Load data into MotherDuck from your local machine

You can load files from your local machine into MotherDuck. For example:

Connect to MotherDuck if you haven't already by doing the following:

.open md:     
CREATE DATABASE test01;  
INSERT INTO test01 SELECT * FROM 'customers.csv';
use test01;
CREATE OR REPLACE TABLE orders as SELECT * from 'orders.csv';

You can also upload DuckDB files from your local machine into MotherDuck.

ATTACH 'localdb.db';
CREATE DATABASE cloud_db from 'localdb';
CREATE DATABASE cloud_db2 from 'localdb2.db';

Load data from public cloud storage or HTTPS

MotherDuck supports loading data over HTTPS and a number of cloud storage providers, such as Amazon S3 and Azure. These data transfers are initiated from MotherDuck servers for faster access to data.

note

MotherDuck is currently hosted in Amazon AWS region us-east-1. We strongly encourage you locate your data in this availability zone for working with MotherDuck.

The following example features Amazon S3.

Connect to MotherDuck if you haven't already by doing the following:

-- assume db test01 exists
.open motherduck:test01;
-- CTAS a table from a publicly available demo dataset stored in s3
CREATE OR REPLACE TABLE pypi_small AS
SELECT * FROM 's3://motherduck-demo/pypi.small.parquet';

-- JOIN the demo dataset against a larger table to find the most common duplicate urls
-- Note you can directly refer to the url as a table!
SELECT pypi_small.url, COUNT(*)
FROM pypi_small
JOIN 's3://motherduck-demo/pypi_downloads.parquet' AS s3_pypi
ON pypi_small.url = s3_pypi.url
GROUP BY pypi_small.url
ORDER BY COUNT(*) DESC
LIMIT 10;

Load data from a secure cloud storage provider

MotherDuck supports secure access to several cloud storage providers. MotherDuck also supports securely storing credentials for easier ongoing access to cloud storage. The following example uses Amazon S3.

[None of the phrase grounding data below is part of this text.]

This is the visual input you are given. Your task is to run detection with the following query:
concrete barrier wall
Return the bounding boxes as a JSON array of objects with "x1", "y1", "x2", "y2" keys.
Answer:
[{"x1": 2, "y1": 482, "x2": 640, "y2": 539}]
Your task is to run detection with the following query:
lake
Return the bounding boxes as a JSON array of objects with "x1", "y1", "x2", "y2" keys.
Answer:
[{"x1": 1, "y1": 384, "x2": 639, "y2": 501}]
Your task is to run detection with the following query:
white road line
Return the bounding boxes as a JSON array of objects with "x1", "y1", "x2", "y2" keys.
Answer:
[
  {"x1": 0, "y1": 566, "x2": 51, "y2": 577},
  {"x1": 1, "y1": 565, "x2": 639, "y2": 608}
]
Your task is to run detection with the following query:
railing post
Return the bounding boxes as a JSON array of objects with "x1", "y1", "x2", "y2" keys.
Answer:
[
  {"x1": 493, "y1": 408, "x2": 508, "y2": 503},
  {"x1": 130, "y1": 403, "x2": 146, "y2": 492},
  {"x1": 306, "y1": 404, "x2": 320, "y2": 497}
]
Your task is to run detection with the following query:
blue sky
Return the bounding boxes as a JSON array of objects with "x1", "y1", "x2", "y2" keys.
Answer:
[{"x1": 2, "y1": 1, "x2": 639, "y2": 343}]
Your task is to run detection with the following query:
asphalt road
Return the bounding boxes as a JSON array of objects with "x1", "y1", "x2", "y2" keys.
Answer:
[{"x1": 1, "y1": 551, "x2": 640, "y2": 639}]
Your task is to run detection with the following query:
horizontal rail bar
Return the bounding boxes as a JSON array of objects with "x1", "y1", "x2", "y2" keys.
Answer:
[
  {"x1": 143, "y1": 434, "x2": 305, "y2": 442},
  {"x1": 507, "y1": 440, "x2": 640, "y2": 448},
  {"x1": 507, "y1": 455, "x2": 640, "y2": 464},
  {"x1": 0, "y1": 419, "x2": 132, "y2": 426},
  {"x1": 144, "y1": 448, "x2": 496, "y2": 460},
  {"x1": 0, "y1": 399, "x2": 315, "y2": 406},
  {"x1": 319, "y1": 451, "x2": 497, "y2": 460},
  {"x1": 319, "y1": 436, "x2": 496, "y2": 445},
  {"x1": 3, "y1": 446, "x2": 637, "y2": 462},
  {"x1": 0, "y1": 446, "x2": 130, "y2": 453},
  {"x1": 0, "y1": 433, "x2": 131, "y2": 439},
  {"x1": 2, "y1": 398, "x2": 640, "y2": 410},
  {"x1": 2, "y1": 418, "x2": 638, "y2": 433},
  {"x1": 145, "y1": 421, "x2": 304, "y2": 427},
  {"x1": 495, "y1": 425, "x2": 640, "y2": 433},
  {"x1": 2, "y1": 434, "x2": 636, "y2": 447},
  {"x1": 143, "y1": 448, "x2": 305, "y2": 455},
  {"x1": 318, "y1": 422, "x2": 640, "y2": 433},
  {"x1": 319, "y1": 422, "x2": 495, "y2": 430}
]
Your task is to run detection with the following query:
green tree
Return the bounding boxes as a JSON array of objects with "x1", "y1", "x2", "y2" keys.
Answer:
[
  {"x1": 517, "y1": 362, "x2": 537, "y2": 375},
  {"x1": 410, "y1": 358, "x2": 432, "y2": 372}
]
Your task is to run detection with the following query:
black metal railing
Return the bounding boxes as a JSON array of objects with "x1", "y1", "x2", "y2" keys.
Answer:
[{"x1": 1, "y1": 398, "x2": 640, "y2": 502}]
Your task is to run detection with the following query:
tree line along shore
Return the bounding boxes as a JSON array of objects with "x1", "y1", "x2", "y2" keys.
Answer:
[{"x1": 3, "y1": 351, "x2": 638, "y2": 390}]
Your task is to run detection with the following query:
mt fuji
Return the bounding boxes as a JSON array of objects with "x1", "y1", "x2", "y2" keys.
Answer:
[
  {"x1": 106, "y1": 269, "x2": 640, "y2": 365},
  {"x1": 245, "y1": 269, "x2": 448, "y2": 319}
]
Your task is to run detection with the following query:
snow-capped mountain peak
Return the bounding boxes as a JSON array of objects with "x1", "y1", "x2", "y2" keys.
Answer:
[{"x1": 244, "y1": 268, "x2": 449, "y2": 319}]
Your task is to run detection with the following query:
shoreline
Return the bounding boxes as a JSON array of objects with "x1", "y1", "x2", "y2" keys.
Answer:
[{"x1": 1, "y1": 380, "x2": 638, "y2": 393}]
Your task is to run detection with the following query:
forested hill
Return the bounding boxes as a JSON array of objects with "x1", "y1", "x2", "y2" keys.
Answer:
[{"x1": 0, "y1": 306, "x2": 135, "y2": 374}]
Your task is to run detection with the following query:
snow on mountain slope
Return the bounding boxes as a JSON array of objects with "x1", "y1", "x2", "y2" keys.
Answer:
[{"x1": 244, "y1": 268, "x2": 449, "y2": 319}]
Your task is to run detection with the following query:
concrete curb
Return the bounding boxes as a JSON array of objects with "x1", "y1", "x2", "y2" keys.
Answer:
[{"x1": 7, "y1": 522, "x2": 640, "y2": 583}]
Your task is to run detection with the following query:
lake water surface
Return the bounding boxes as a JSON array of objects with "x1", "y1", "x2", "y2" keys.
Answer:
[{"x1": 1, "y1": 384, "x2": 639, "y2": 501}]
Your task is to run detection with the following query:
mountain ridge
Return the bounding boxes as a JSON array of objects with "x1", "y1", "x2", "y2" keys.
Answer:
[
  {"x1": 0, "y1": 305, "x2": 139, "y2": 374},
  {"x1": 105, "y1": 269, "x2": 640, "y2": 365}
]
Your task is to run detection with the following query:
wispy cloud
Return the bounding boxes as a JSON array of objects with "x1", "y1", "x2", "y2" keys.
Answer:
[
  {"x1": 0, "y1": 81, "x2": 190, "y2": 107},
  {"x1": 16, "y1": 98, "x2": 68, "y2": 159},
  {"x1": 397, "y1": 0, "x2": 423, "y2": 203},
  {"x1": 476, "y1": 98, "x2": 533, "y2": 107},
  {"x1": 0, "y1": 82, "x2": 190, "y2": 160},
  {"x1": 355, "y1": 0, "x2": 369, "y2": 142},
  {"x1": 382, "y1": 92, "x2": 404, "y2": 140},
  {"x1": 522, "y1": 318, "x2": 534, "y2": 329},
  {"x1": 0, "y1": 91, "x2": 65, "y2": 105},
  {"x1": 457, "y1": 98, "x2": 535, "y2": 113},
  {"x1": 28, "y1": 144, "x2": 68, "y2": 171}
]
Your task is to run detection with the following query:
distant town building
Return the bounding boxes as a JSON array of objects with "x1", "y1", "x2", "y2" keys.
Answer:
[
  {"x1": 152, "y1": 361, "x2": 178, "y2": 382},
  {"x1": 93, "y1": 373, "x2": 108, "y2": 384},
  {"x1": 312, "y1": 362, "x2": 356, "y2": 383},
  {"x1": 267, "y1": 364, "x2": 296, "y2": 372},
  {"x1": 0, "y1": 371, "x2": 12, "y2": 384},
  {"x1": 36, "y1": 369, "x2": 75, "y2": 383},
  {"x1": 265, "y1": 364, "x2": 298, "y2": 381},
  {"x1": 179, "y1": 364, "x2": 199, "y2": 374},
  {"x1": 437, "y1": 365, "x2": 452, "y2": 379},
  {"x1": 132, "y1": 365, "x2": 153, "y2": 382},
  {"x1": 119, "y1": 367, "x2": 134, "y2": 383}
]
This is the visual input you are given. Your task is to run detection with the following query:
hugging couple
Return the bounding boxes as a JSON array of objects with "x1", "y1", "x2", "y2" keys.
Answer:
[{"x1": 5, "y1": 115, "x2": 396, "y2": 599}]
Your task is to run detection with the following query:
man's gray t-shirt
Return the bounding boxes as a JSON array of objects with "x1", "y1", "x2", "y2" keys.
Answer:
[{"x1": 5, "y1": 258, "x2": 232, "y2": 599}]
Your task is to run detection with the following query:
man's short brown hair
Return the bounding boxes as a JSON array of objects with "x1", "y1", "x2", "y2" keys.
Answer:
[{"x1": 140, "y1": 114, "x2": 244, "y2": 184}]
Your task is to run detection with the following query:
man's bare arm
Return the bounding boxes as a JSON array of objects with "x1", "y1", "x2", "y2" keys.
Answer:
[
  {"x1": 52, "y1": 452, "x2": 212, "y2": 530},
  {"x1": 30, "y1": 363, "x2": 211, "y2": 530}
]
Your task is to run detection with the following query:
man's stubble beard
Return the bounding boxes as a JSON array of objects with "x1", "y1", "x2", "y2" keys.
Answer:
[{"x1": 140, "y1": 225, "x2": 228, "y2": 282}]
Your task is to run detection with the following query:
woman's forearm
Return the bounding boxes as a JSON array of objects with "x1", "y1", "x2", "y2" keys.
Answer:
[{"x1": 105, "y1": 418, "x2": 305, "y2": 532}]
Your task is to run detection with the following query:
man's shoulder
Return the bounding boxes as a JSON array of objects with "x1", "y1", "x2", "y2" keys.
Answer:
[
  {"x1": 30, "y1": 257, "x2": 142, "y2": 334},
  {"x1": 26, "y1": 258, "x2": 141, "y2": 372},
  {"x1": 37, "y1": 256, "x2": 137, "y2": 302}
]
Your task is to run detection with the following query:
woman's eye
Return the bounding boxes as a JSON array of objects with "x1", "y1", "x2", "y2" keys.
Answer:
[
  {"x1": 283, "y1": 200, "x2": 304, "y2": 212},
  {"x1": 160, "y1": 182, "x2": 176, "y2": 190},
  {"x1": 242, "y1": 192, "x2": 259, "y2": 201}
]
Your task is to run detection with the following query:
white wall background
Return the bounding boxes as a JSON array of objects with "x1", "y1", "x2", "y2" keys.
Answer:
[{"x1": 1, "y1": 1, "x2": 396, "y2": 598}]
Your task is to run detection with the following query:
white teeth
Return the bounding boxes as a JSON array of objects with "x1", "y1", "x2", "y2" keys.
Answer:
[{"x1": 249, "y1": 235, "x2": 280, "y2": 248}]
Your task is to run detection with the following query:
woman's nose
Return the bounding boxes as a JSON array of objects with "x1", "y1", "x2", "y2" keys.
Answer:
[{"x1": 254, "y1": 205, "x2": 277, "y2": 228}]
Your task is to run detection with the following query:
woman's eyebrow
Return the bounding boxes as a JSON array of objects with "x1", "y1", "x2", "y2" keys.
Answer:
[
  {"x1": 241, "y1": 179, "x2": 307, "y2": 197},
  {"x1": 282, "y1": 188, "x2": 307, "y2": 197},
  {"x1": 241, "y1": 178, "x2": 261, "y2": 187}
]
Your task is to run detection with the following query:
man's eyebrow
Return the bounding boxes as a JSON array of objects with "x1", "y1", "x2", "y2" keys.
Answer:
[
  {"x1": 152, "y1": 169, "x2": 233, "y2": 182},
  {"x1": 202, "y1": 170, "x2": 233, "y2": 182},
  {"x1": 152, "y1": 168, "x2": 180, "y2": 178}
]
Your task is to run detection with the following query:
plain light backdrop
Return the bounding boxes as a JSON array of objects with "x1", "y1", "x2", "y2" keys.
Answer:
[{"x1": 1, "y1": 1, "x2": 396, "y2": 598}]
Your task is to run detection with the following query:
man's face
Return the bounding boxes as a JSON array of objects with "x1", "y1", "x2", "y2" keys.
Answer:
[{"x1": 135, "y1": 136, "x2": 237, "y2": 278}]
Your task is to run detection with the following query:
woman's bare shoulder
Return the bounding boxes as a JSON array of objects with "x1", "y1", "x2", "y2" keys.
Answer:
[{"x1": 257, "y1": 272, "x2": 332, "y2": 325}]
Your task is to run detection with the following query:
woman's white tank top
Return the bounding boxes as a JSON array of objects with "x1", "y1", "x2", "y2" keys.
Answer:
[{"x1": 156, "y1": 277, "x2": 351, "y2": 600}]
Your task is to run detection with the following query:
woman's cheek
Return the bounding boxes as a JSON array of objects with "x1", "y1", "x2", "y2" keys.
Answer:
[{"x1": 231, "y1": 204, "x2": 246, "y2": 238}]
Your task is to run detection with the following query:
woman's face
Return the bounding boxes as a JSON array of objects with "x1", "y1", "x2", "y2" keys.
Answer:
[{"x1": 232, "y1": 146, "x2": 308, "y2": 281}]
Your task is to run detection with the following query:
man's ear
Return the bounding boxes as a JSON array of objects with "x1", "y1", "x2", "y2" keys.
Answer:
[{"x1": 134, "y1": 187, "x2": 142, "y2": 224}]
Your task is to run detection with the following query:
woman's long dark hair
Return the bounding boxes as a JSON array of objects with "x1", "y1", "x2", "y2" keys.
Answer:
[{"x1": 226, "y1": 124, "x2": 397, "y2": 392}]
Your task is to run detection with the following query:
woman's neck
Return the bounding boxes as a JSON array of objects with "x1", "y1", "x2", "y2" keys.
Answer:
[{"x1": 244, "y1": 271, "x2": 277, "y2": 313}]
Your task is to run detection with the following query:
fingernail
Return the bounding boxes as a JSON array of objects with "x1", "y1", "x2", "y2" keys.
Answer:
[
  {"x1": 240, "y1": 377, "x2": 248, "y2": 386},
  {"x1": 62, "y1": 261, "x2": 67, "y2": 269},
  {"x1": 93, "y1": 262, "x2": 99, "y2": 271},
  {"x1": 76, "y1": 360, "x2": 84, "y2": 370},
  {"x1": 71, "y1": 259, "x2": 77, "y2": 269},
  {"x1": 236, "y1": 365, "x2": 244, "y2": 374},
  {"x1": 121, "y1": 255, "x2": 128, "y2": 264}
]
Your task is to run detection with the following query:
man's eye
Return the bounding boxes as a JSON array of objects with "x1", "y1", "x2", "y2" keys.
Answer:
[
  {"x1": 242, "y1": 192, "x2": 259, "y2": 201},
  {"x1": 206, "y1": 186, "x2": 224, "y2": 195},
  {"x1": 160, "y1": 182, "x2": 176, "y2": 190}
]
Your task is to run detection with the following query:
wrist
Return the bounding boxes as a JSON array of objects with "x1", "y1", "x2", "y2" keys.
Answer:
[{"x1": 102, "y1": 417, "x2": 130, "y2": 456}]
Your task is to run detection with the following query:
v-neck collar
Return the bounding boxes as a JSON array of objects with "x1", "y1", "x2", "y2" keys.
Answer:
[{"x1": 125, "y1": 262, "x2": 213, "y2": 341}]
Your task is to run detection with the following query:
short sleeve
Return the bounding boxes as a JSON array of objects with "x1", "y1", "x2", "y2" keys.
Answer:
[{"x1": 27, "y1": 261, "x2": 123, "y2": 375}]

Connect to MotherDuck if you haven't already by doing the following:

-- assume db test01 exists
.open motherduck:test01;
CREATE [OR REPLACE] SECRET (TYPE S3, S3_ACCESS_KEY_ID 'access-key', S3_SECRET_ACCESS_KEY 'secret-key', S3_REGION 'us-east-1');

-- Now you can query from a secure S3 bucket
CREATE OR REPLACE TABLE mytable AS SELECT * FROM 's3://...';

Load a DuckDB database into MotherDuck

MotherDuck supports persisting local DuckDB databases in the cloud. To upload the current/active local database, please run the following command:

CREATE DATABASE remote_database FROM CURRENT_DATABASE();   

To upload a different local named database, please execute the following command:

CREATE DATABASE remote_database FROM '<local database name>';

Example of usage :

-- assuming we already created a database called test02
-- let's begin by making a local database
.open tpch.ddb
install tpch;
LOAD tpch;
CALL dbgen(sf=0.1);
show tables;
┌──────────┐
│ name │
varchar
├──────────┤
│ customer │
│ lineitem │
...
└──────────┘

LOAD motherduck; -- we need the extension loaded for the following command
-- note test02 must already exist in motherduck
CREATE DATABASE test02 from CURRENT_DATABASE();
┌─────────┐
│ Success │
boolean
├─────────┤
0 rows
└─────────┘

-- note that uploading database does not alter context
-- you are still in the local context and below tpch query will run locally

-- query #20
SELECT s_name, s_address FROM supplier, nation
WHERE s_suppkey IN (
SELECT ps_suppkey FROM partsupp
WHERE ps_partkey IN
( SELECT p_partkey FROM part WHERE p_name LIKE 'forest%')
AND ps_availqty > (
SELECT 0.5 * sum(l_quantity) FROM lineitem
WHERE l_partkey = ps_partkey
AND l_suppkey = ps_suppkey
AND l_shipdate >= CAST('1994-01-01' AS date)
AND l_shipdate < CAST('1995-01-01' AS date)
)
) AND s_nationkey = n_nationkey AND n_name = 'CANADA'
ORDER BY s_name;